Идя по тротуару, - а тротуары имеются на всех улицах Помпей и тем самым лишают англичан права считать их своим изобретением, - Октавиан встретился лицом к лицу с молодым человеком, красавцем приблизительно того же возраста; на нем была туника шафранового цвета и тонкошерстный белый плащ, мягкий, как кашемир. При виде Октавиана, одетого в мещанский черный сюртук, в безобразной современной шляпе, в тесных лакированных ботинках, с ногами, заключенными в узкие брюки, юный помпеянец был изрядно удивлен, - так мы удивились бы, увидя на Гентском бульваре айовая или ботокудо в перьях, в ожерельях из медвежьих когтей и с причудливой татуировкой. Однако, как отлично воспитанный юноша, он не расхохотался в лицо Октавиану, а сжалился над бедным варваром, попавшим в греко-римский город, и промолвил ласковым, проникновенным голосом:

- Advena, salve.

Было вполне естественно, что в царствование божественного, могущественнейшего и великолепнейшего императора Тита житель Помпей изъясняется по-латыни, и все же Октавиан вздрогнул, когда услышал этот мертвый язык из живых уст.
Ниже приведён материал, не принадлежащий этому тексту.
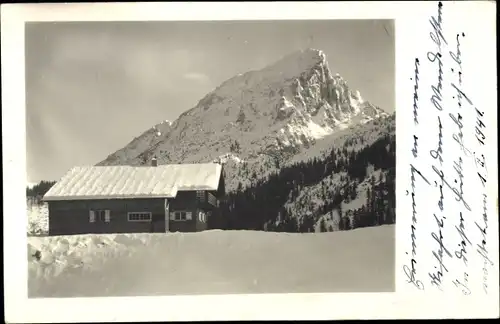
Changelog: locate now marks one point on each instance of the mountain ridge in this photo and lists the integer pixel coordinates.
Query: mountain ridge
(271, 113)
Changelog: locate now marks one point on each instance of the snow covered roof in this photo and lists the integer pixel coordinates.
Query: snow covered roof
(126, 182)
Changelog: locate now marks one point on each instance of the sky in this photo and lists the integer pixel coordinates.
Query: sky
(91, 87)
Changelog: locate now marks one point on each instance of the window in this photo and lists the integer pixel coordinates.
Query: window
(103, 216)
(139, 217)
(180, 215)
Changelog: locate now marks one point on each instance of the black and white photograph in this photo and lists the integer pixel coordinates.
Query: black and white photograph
(205, 161)
(210, 157)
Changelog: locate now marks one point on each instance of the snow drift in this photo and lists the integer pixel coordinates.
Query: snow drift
(211, 262)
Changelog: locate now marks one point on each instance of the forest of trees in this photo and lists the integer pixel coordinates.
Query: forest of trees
(258, 206)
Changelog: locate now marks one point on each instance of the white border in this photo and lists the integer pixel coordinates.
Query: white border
(409, 16)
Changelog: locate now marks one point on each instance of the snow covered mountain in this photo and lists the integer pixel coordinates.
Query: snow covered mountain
(260, 117)
(302, 151)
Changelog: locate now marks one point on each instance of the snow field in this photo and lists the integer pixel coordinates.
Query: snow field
(212, 262)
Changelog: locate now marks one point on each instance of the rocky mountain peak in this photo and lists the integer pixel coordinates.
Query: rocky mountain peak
(284, 107)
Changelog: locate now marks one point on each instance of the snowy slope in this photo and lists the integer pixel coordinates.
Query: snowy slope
(38, 218)
(211, 262)
(272, 114)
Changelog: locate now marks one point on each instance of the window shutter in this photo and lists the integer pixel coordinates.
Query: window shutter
(91, 216)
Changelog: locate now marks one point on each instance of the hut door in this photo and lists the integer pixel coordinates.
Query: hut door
(167, 218)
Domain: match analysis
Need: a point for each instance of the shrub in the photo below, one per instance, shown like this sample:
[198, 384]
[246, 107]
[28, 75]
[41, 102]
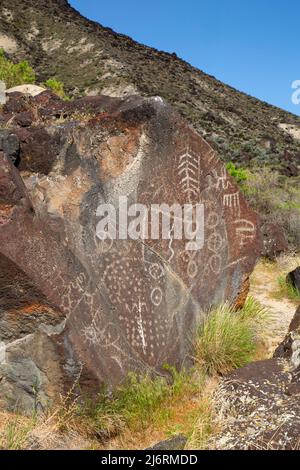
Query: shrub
[56, 86]
[239, 174]
[228, 339]
[15, 74]
[277, 199]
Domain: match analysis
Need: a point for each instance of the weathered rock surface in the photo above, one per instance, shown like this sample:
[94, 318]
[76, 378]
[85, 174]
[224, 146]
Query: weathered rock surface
[294, 278]
[84, 311]
[262, 400]
[274, 241]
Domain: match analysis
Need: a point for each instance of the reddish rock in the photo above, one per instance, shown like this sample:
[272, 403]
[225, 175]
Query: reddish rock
[293, 278]
[126, 304]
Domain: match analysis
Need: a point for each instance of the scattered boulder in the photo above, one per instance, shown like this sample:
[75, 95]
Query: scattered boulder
[290, 347]
[262, 400]
[174, 443]
[293, 278]
[110, 305]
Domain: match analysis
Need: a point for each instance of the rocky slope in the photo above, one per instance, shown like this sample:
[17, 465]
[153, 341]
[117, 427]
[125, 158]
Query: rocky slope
[92, 59]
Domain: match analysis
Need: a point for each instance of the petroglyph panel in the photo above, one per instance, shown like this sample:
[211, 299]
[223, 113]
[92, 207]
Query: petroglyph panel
[127, 304]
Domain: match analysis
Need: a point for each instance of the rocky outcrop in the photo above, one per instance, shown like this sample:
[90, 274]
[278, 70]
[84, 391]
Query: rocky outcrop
[274, 241]
[261, 402]
[91, 309]
[293, 278]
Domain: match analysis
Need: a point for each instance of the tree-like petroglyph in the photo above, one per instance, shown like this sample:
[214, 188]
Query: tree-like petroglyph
[189, 173]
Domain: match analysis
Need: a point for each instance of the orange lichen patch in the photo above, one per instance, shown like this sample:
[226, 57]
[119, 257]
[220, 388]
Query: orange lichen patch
[117, 153]
[35, 308]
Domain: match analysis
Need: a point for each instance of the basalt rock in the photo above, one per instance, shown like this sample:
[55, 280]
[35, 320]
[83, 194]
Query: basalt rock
[294, 278]
[261, 401]
[84, 311]
[274, 241]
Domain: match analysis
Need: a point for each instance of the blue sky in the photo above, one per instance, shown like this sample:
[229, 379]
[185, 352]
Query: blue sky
[252, 45]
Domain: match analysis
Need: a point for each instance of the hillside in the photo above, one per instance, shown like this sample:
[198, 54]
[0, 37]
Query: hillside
[91, 59]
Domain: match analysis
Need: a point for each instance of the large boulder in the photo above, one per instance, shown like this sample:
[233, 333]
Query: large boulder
[261, 401]
[293, 278]
[274, 241]
[121, 304]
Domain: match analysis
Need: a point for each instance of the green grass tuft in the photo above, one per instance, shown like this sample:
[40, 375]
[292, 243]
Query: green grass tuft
[228, 339]
[286, 289]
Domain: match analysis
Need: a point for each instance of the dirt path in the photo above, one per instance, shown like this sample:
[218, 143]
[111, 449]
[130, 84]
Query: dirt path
[265, 288]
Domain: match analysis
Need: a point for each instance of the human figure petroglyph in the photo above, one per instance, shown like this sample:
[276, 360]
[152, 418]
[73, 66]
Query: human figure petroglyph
[245, 230]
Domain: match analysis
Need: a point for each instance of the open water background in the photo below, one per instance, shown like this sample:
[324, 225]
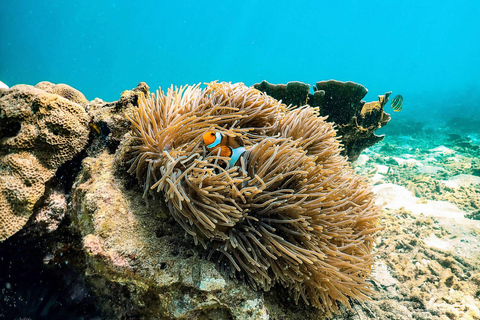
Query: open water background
[428, 51]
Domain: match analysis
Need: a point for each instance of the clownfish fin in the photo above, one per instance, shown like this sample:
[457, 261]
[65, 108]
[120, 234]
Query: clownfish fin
[236, 154]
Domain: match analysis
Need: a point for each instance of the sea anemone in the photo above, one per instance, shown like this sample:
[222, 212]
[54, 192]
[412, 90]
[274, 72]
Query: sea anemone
[292, 213]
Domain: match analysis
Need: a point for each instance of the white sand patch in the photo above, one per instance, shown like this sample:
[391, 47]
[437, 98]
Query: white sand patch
[461, 180]
[462, 233]
[382, 275]
[430, 169]
[382, 169]
[407, 162]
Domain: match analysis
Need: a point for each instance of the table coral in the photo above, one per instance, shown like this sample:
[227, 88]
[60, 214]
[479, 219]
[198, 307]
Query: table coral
[293, 213]
[39, 132]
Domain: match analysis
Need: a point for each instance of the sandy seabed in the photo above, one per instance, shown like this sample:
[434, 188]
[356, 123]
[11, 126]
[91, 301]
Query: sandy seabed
[428, 256]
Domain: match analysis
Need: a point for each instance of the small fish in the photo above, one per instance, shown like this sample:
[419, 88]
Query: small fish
[397, 103]
[230, 147]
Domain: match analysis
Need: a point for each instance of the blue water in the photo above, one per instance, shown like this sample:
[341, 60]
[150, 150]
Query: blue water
[429, 51]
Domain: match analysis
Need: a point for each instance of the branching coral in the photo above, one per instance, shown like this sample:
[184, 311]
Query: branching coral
[292, 213]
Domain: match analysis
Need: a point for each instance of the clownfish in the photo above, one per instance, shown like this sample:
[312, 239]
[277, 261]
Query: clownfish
[230, 147]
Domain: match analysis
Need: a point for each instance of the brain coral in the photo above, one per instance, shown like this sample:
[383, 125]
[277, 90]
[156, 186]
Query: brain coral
[63, 90]
[292, 213]
[39, 131]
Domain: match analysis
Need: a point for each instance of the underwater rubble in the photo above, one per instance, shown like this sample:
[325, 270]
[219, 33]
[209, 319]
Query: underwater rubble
[124, 256]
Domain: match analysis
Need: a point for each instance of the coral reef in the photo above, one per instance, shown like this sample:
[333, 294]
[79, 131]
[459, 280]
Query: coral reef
[293, 213]
[126, 256]
[355, 120]
[138, 260]
[39, 132]
[63, 90]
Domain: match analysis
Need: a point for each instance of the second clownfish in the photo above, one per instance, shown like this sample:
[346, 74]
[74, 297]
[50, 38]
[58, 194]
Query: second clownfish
[229, 147]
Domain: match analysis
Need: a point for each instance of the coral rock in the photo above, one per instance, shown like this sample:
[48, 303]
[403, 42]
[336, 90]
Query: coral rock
[39, 132]
[63, 90]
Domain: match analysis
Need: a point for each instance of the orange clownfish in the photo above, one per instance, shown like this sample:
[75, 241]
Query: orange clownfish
[229, 146]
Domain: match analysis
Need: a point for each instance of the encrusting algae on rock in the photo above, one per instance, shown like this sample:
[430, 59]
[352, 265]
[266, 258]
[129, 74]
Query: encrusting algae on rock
[292, 212]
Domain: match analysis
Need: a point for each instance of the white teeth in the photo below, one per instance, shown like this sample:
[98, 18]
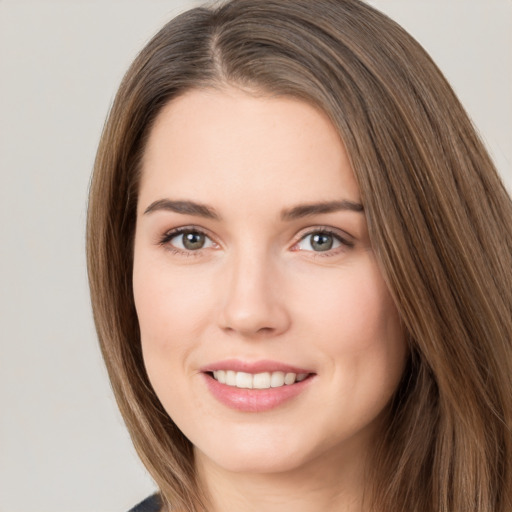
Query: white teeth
[261, 381]
[231, 378]
[264, 380]
[277, 380]
[243, 380]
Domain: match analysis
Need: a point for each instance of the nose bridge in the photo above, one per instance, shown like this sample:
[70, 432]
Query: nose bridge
[252, 301]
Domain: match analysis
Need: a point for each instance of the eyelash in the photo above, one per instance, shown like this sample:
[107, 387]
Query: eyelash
[320, 230]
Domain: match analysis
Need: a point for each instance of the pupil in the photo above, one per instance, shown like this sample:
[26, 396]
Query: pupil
[321, 242]
[193, 240]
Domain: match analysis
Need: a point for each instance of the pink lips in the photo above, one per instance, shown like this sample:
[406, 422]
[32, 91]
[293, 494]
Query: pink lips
[254, 400]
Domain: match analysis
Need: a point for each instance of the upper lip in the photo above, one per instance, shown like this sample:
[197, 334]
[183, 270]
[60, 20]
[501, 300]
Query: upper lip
[253, 366]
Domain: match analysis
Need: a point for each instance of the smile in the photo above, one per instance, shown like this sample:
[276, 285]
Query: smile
[265, 380]
[256, 387]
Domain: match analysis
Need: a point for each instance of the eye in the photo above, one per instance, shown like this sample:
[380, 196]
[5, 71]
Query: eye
[321, 241]
[188, 240]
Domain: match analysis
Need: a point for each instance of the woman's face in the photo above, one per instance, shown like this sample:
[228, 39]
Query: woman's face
[253, 269]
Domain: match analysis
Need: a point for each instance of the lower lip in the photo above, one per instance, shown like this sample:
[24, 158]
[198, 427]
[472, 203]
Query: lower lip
[254, 400]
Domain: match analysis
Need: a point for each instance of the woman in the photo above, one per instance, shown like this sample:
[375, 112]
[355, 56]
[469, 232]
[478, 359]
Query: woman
[300, 266]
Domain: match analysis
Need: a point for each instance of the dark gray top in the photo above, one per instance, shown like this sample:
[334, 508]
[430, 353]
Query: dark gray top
[151, 504]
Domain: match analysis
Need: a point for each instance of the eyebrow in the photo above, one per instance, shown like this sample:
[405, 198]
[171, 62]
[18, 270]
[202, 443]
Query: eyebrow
[305, 210]
[183, 207]
[297, 212]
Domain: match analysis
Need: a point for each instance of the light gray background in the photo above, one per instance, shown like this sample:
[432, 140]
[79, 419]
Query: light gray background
[63, 446]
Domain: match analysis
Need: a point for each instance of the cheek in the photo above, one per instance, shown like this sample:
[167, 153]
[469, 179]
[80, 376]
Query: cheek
[357, 325]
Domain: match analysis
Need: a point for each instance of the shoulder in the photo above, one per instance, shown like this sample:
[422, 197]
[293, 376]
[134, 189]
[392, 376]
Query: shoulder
[151, 504]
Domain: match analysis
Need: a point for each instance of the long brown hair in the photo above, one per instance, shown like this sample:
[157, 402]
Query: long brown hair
[439, 218]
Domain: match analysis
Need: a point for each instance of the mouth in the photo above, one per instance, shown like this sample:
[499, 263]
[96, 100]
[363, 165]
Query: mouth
[258, 386]
[264, 380]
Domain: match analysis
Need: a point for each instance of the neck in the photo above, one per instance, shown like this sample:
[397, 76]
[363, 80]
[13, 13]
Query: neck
[328, 483]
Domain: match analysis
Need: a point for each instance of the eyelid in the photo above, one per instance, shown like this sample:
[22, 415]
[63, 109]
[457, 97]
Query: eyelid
[346, 240]
[165, 239]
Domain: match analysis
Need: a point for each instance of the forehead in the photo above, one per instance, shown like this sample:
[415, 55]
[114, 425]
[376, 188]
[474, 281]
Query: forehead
[226, 143]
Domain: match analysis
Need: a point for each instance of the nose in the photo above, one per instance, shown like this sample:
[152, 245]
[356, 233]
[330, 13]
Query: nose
[253, 301]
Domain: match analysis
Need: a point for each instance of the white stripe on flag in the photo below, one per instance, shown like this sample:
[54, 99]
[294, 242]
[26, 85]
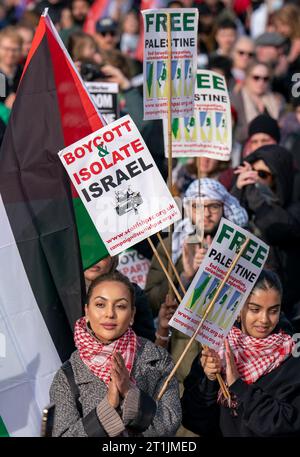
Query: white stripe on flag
[30, 360]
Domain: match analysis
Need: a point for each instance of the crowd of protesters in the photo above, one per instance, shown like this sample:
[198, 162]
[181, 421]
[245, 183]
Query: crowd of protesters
[256, 46]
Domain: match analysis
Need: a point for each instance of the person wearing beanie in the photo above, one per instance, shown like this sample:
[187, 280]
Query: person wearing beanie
[263, 130]
[188, 253]
[268, 187]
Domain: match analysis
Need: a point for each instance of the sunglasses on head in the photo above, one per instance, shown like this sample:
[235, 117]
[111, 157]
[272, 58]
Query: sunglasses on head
[263, 174]
[108, 32]
[260, 78]
[245, 53]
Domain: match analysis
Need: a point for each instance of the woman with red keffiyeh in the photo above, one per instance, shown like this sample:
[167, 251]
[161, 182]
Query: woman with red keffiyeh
[110, 384]
[261, 369]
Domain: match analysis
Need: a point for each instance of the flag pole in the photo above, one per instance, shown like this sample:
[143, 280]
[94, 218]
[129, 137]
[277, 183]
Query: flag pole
[171, 262]
[171, 283]
[207, 311]
[170, 181]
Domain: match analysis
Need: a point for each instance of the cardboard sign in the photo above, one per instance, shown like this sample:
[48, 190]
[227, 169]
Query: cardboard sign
[208, 131]
[105, 97]
[184, 27]
[135, 266]
[210, 274]
[120, 185]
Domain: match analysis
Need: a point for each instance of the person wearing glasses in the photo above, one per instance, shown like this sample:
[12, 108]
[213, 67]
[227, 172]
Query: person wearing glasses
[254, 98]
[242, 55]
[188, 253]
[268, 187]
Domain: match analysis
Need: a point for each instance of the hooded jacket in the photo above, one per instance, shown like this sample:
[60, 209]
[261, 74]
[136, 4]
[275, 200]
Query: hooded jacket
[276, 216]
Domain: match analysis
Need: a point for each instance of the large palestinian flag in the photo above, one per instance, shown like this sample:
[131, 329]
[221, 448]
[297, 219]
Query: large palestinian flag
[41, 281]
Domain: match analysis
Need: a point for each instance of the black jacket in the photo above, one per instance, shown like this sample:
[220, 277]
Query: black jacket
[270, 407]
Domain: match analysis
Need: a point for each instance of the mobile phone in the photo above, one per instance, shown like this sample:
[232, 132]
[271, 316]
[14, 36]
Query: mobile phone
[48, 421]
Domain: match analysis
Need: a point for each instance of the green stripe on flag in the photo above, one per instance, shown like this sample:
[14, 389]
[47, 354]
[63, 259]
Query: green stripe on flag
[3, 430]
[91, 245]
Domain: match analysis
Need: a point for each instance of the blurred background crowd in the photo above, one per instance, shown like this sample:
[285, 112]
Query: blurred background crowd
[256, 46]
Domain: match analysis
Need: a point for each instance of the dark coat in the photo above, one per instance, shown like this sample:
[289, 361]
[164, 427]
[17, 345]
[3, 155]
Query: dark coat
[276, 215]
[140, 413]
[270, 407]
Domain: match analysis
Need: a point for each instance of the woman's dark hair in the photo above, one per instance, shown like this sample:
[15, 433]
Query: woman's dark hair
[268, 280]
[114, 276]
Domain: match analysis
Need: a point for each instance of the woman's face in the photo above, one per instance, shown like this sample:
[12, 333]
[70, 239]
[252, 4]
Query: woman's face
[260, 315]
[243, 54]
[283, 28]
[88, 50]
[110, 311]
[131, 24]
[258, 80]
[99, 269]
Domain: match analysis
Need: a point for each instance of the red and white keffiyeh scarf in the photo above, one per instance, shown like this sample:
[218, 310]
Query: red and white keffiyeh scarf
[256, 357]
[98, 356]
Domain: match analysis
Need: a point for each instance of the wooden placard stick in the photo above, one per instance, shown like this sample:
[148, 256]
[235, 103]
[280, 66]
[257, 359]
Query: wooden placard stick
[170, 167]
[171, 262]
[171, 283]
[207, 311]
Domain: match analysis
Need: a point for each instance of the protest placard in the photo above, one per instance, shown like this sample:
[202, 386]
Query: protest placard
[120, 185]
[210, 274]
[135, 266]
[208, 131]
[105, 97]
[184, 27]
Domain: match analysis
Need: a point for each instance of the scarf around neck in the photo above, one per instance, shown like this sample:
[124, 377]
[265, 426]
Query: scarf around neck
[256, 357]
[97, 356]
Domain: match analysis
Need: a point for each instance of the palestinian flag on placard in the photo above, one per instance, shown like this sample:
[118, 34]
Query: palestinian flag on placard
[42, 289]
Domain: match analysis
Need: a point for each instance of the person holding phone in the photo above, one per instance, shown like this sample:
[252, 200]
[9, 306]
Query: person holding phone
[268, 187]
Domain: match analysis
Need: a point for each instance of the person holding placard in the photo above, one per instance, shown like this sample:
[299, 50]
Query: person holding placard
[110, 384]
[261, 365]
[188, 254]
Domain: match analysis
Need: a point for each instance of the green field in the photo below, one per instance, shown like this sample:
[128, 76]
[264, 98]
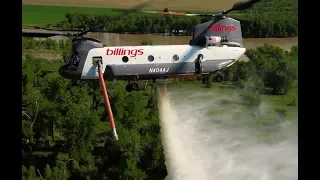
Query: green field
[41, 15]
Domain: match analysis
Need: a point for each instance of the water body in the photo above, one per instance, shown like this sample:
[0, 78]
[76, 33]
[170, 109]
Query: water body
[197, 147]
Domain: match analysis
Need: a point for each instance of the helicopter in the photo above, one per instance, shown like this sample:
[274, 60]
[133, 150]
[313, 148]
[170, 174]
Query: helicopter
[216, 45]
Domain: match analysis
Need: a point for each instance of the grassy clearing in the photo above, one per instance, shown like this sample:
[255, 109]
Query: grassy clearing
[203, 5]
[41, 15]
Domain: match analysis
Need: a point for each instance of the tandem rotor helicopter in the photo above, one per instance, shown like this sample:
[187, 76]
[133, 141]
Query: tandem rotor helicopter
[216, 44]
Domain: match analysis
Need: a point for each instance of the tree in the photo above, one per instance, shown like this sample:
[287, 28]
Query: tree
[47, 172]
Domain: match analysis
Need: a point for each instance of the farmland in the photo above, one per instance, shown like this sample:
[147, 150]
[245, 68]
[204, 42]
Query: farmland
[206, 5]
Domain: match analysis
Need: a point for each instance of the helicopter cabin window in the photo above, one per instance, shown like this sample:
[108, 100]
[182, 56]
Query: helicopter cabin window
[125, 59]
[150, 58]
[175, 57]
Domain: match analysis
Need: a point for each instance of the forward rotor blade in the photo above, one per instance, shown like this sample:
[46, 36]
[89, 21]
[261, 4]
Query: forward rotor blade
[40, 33]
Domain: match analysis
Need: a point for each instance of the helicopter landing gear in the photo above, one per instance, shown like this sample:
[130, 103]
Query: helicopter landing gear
[198, 65]
[205, 80]
[133, 85]
[219, 77]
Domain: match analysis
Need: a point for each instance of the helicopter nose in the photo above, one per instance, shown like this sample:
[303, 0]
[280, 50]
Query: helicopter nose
[68, 72]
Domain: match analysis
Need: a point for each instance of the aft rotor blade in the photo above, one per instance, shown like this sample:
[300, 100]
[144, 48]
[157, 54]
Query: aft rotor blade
[171, 13]
[242, 6]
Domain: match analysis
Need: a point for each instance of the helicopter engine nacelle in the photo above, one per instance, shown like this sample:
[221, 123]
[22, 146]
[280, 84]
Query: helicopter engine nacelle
[80, 48]
[209, 40]
[225, 27]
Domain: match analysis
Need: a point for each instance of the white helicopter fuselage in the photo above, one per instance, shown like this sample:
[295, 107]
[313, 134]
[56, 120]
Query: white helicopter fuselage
[163, 60]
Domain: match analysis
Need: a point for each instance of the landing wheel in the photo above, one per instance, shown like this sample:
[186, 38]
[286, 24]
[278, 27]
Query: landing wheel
[135, 86]
[219, 78]
[129, 88]
[205, 80]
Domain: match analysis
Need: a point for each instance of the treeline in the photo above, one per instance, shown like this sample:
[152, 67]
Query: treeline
[45, 44]
[268, 67]
[65, 133]
[263, 20]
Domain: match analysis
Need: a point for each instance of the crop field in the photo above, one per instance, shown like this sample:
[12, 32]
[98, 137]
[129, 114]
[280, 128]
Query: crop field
[36, 12]
[203, 5]
[41, 15]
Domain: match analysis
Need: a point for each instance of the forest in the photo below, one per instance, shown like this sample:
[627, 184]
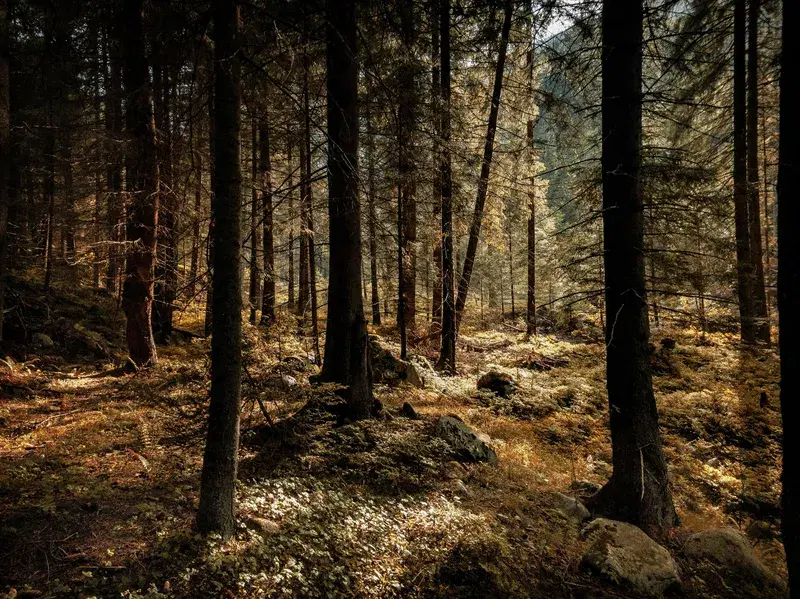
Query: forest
[399, 298]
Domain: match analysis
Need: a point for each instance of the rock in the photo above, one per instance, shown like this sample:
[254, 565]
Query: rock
[465, 442]
[728, 549]
[408, 411]
[625, 554]
[570, 507]
[499, 383]
[43, 341]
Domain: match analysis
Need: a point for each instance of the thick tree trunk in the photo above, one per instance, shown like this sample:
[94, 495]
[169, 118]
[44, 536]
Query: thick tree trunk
[754, 206]
[346, 354]
[447, 351]
[217, 511]
[5, 153]
[638, 491]
[142, 185]
[371, 221]
[436, 85]
[265, 172]
[486, 165]
[744, 263]
[789, 287]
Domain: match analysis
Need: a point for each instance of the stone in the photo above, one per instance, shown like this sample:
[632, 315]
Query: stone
[570, 507]
[467, 444]
[730, 551]
[43, 341]
[408, 411]
[624, 554]
[499, 383]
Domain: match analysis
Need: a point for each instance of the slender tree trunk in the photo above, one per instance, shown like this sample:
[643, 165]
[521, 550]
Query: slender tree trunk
[346, 354]
[5, 153]
[486, 165]
[290, 170]
[754, 205]
[638, 491]
[744, 263]
[254, 232]
[371, 217]
[789, 287]
[436, 90]
[142, 179]
[265, 168]
[447, 351]
[217, 511]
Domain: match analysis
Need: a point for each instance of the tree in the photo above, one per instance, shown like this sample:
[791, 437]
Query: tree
[142, 185]
[638, 491]
[789, 286]
[486, 165]
[5, 153]
[447, 351]
[346, 343]
[217, 511]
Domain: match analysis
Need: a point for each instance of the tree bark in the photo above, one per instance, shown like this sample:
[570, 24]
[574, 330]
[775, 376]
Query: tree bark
[486, 165]
[744, 263]
[142, 185]
[217, 511]
[447, 351]
[638, 491]
[789, 287]
[754, 205]
[265, 171]
[346, 342]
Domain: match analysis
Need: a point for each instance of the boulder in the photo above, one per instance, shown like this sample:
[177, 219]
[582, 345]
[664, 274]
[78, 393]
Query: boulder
[499, 383]
[625, 554]
[728, 550]
[43, 341]
[467, 444]
[570, 508]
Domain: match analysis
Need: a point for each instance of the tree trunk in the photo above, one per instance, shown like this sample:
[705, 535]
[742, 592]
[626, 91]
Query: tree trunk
[486, 165]
[789, 287]
[754, 205]
[744, 263]
[371, 218]
[142, 185]
[447, 351]
[346, 354]
[217, 511]
[5, 153]
[265, 171]
[638, 491]
[254, 232]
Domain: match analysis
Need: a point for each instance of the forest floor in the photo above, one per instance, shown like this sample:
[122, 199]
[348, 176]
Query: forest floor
[99, 468]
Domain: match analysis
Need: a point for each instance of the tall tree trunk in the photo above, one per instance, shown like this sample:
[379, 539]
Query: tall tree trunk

Тут он порадовался, что был силен в переводе и получал награды на школьных соревнованиях. В этих исключительных обстоятельствах пригодилась ему и латынь, которой его обучали в университете; напрягши память, он ответил на приветствие помпеянца в стиле "De viris illustribus" и "Selectae е profanis", причем ответил довольно вразумительно, хоть и с парижским выговором, вызвавшим у юноши улыбку.

- Может быть, тебе легче изъясняться по-гречески? - спросил помпеянец. - Я и этот язык знаю, ибо учился в Афинах.

- Греческий я знаю еще хуже, чем латынь, - ответил Октавиан, - я из страны галлов, из Парижа, из Лютеции.

- Мне эта страна знакома. Мой дед воевал в Галлии при великом Юлии Цезаре. Но что за странный на тебе наряд? Галлы, которых я видел в Риме, одевались совсем иначе.

Октавиан попробовал было разъяснить молодому помпеянцу, что со времени завоевания Галлии Юлием Цезарем прошло двадцать столетий и что за это время мода могла измениться; но из такой попытки ничего не вышло, да, по правде говоря, это не имело ни малейшего значения.